How to update a multichracter delimited field in a file in bash?-CodePudding

I'm trying to match a certain field and update its data from a file delimited with multiple characters. I'm using this to create an imitation of SQL's UPDATE. This is part of a bigger project to create a mini DBMS with bash.

What I tried:

sed "s/\^\_\^/:/g" $file_path | cut -d: -f1 | grep -nw SAR | sed "s/\^\_\^/:/g" | cut -d: -f2 | sed -i "s/$match/$update/g"

My issue is I am unable to use sed -i to update only these specific columns found as you can't pipe into it.

The delimiter being used is : ^_^

Example of data file:

'EGP'^_^'Egypt'
'SAR'^_^'Europe'
'SAR'^_^'Europe'
'SAR'^_^'Europe'
'SAR'^_^'Europe'
'Europe'^_^'SAR'
'SAR'^_^'Europe'
'MYR'^_^'Malaysia'
'MYR'^_^'Malasia'

my $match can be SAR for example and $update would be USD

Expected change to data file

'EGP'^_^'Egypt'
'USD'^_^'Europe'
'USD'^_^'Europe'
'USD'^_^'Europe'
'USD'^_^'Europe'
'Europe'^_^'SAR'
'USD'^_^'Europe'
'MYR'^_^'Malaysia'
'MYR'^_^'Malasia'

If there is a different approach that is better, that is also welcome as I am fairly new to bash scripting.

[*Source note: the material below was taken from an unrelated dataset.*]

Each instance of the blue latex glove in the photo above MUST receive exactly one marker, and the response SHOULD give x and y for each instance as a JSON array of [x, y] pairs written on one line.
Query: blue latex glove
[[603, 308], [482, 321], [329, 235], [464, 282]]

CodePudding user response：

Better to use awk here:

awk -v s="'SAR'" -v q="'USD'" -F'\\^_\\^' -v OFS='^_^' '$1==s {$1=q} 1' file

'EGP'^_^'Egypt'
'USD'^_^'Europe'
'USD'^_^'Europe'
'USD'^_^'Europe'
'USD'^_^'Europe'
'Europe'^_^'SAR'
'USD'^_^'Europe'
'MYR'^_^'Malaysia'
'MYR'^_^'Malasia'

Explanation:

-v s="'SAR'" sets command line variable s='SAR'
-v q="'USD'" sets command line variable s='USD'
-F '\\^_\\^' sets input field separator as ^_^. We need to escape ^ as that is a special regex meta character and we need to double escape it because we're using it in a string that is later converted to a regexp (field separator).
-v OFS='^_^' sets output field separator to ^_^
$1 == s compares first field to 'SAR'
$1 = q sets $1 to variable 'USD'

CodePudding user response：

Using sed you could use $match at the start of the string ^, and change it with $update:

match="'SAR'"
update="'USD'"
sed "s/^$match\^_\^/$update^_^/" file

Output

'EGP'^_^'Egypt'
'USD'^_^'Europe'
'USD'^_^'Europe'
'USD'^_^'Europe'
'USD'^_^'Europe'
'Europe'^_^'SAR'
'USD'^_^'Europe'
'MYR'^_^'Malaysia'
'MYR'^_^'Malasia'

See a bash demo.

CodePudding user response：

With your shown samples, please try following awk program.

awk -v matchvalue="'SAR'" -v updatedvalue="'USD'" '
match($0,"^"matchvalue"\\^_\\^"){
  print updatedvalue"^_^" substr($0,RSTART RLENGTH)
  next
}
1
'  Input_file

Explanation: Creating 2 variables named matchvalue and updatedvalue with 'SAR' and 'USD' values shown by OP in samples. Then in main program using match function to match if a line starts with 'SAR'^_^ then print new value in its place and then print rest of the line, if line doesn't start from 'SAR'^_^ then simply print it.

CodePudding user response：

Here's what I ended up doing:

escaped_delm=$(echo $curr_delim | sed 's/[^^\\]/[&]/g; s/\^/\\^/g; s/\\/\\\\/g')
awk -F"$escaped_delm" -v a_col_update=$update_field -v pick=$p_tmp_field -v a_del="$match" -v a_ins="$insert" -v OFS="$curr_delim" '$pick==a_del {$a_col_update=a_ins} 1' $t_path > tmp && mv tmp $t_path

The biggest issue I faced is that I am passing my delimiter ^_^ as a variable to awk. My script assumes that I don't know what the variable is and that it is passed to it at the beginning of the script. This causes an issue, just like the first answer suggested the -F option for awk thinks that ^ is a regex argument.

This is where the sed command I used comes in super handy! It sanitizes the delimiter by escaping any regex meta characters. Would like to thank Ed Morton for the great answer to this question where I got the sed command from.

Hope someone else finds this useful!

My awk variables are:

curr_delim="^_^"
a_col_update=<column number to be updated>
pick=<column used to pick the record/row>
a_del=<field to be updated from picked record/row>
a_ins=<new value for the picked field>
OFS="$curr_delim"